Jack Campbell (born August 22, 2000) is an American football linebacker for the Iowa Hawkeyes. He won the Butkus Award and William V. Campbell Trophy as a senior in 2022.

High school career
Campbell attended Cedar Falls High School in Cedar Falls, Iowa. As a Senior, he led Cedar Falls to a 4A State Championship in basketball in 2018. During his football career he had a school record 338 career tackles. He committed to the University of Iowa to play college football.

College career
As a true freshman at Iowa in 2019, Campbell played in 11 games and had five tackles. As a sophomore in 2020, he had played in five games and had 29 tackles, one sack and one interception.

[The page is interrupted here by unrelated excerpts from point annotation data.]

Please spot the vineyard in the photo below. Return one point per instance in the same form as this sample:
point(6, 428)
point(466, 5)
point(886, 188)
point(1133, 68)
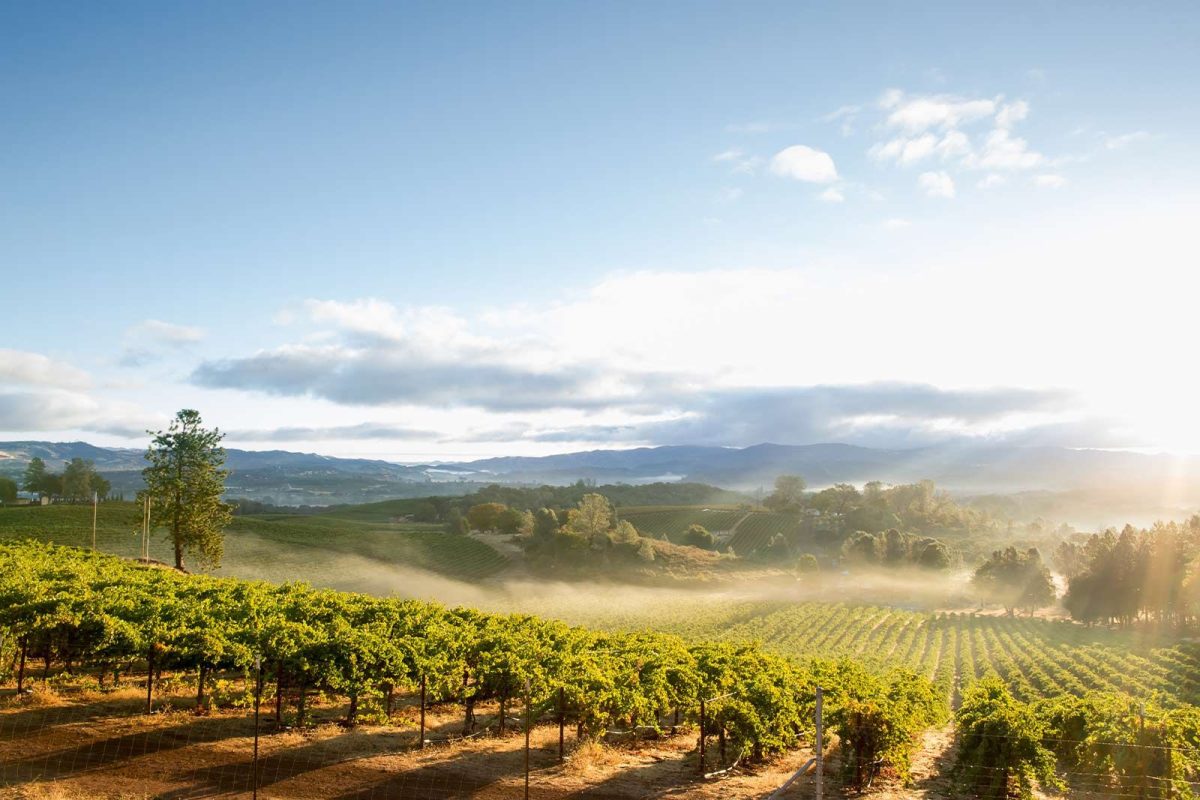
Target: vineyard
point(79, 612)
point(671, 522)
point(1033, 657)
point(745, 530)
point(333, 549)
point(759, 528)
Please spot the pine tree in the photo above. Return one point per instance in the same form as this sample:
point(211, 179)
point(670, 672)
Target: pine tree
point(185, 481)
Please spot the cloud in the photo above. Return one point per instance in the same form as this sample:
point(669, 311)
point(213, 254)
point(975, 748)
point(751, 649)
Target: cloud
point(1049, 180)
point(749, 127)
point(166, 332)
point(882, 414)
point(846, 115)
point(67, 410)
point(804, 163)
point(936, 185)
point(921, 113)
point(1012, 113)
point(1003, 151)
point(39, 394)
point(21, 368)
point(1125, 139)
point(382, 355)
point(153, 338)
point(738, 161)
point(364, 431)
point(905, 151)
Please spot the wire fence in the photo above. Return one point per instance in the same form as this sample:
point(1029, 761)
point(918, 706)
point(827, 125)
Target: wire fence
point(91, 743)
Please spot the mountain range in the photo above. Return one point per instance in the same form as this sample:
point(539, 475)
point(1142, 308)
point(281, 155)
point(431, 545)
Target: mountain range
point(294, 479)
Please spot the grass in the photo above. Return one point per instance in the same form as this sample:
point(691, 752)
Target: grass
point(324, 549)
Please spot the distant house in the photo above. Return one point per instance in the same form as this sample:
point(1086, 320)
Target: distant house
point(31, 499)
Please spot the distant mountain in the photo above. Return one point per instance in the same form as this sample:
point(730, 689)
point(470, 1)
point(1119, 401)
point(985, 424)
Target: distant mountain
point(955, 467)
point(277, 476)
point(307, 479)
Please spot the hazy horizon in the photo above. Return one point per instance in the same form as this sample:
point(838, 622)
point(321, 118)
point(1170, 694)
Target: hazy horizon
point(552, 228)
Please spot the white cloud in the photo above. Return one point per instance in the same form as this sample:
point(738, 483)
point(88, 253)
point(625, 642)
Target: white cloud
point(954, 144)
point(1125, 139)
point(1050, 180)
point(846, 115)
point(1003, 151)
point(921, 113)
point(167, 334)
point(21, 368)
point(804, 163)
point(153, 340)
point(905, 151)
point(840, 113)
point(738, 161)
point(936, 185)
point(1012, 113)
point(749, 127)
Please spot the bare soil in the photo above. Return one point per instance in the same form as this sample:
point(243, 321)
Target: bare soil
point(102, 746)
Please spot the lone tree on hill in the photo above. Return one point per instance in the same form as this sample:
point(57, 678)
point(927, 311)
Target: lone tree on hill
point(789, 494)
point(1015, 579)
point(35, 477)
point(185, 481)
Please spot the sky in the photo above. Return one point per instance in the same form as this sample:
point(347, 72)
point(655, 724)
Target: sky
point(450, 230)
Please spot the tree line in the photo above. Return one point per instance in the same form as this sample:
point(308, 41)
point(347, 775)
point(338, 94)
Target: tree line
point(77, 481)
point(1150, 575)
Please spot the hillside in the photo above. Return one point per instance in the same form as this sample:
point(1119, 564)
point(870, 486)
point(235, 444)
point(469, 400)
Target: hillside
point(1083, 483)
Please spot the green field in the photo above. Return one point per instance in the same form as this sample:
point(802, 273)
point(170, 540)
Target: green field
point(1036, 657)
point(357, 548)
point(672, 521)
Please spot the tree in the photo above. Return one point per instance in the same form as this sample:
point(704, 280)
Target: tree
point(511, 522)
point(1015, 579)
point(101, 485)
point(838, 498)
point(934, 555)
point(456, 523)
point(545, 524)
point(34, 479)
point(624, 533)
point(592, 518)
point(699, 536)
point(485, 516)
point(789, 494)
point(77, 479)
point(185, 481)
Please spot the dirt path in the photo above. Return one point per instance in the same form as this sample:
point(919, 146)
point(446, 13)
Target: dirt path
point(107, 750)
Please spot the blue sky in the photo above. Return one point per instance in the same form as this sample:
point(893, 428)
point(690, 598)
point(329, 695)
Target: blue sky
point(598, 224)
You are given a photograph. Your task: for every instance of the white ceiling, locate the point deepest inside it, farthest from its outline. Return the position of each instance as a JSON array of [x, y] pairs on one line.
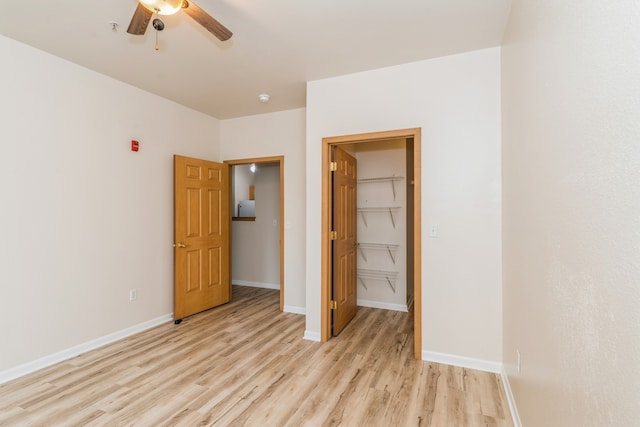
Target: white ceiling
[[277, 46]]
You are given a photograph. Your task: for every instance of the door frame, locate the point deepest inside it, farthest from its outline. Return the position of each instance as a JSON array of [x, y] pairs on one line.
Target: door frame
[[327, 207], [257, 161]]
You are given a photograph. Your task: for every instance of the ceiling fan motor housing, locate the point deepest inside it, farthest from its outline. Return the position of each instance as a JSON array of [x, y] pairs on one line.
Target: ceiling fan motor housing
[[158, 24]]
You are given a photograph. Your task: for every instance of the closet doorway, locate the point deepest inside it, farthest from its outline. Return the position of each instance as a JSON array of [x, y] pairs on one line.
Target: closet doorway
[[412, 138], [247, 215]]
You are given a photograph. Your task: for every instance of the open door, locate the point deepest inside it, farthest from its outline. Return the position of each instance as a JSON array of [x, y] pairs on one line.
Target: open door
[[344, 239], [201, 227]]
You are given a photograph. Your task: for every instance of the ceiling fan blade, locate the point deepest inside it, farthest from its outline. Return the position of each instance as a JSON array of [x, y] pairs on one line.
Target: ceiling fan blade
[[207, 21], [139, 21]]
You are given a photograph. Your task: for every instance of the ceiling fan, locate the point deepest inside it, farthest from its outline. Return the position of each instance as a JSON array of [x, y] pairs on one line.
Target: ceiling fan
[[146, 8]]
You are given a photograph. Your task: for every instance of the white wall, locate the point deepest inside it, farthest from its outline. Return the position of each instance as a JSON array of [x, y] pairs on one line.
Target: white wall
[[84, 219], [382, 159], [571, 209], [276, 134], [243, 178], [456, 102], [256, 244]]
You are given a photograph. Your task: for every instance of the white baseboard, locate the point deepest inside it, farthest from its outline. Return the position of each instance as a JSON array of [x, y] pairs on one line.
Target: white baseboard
[[510, 399], [293, 309], [256, 284], [311, 336], [464, 362], [63, 355], [383, 305]]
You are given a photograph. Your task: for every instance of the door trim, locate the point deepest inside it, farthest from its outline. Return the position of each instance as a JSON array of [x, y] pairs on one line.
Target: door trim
[[327, 207], [258, 160]]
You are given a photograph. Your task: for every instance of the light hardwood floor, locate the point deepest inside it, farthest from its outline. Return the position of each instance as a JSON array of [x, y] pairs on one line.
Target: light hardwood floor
[[245, 363]]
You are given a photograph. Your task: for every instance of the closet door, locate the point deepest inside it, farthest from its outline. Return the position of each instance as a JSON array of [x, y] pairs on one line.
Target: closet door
[[344, 223]]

He returned as a starter his junior year in 2021, recording 140 tackles, two interceptions, a sack and a touchdown. After the 2021 season, Campbell was named first-team all Big Ten, leading one of the best defenses in the country.

Campbell returned to Iowa in 2022, and was named the preseason Big Ten defensive player of the year by Big Ten media. Campbell led the elite Iowa defense in 2022 to a nationwide best in yards per play average and top five in total defense and defensive efficiency. Campbell finished the regular season with 118 tackles, ranking second in the Big Ten and tied for 13th nationally, adding two interceptions, one recovered fumble and one forced fumble. Against Minnesota, Campbell's forced fumble and long interception return, both in the fourth quarter, enabled Iowa's victory despite being outgained and unpossessed.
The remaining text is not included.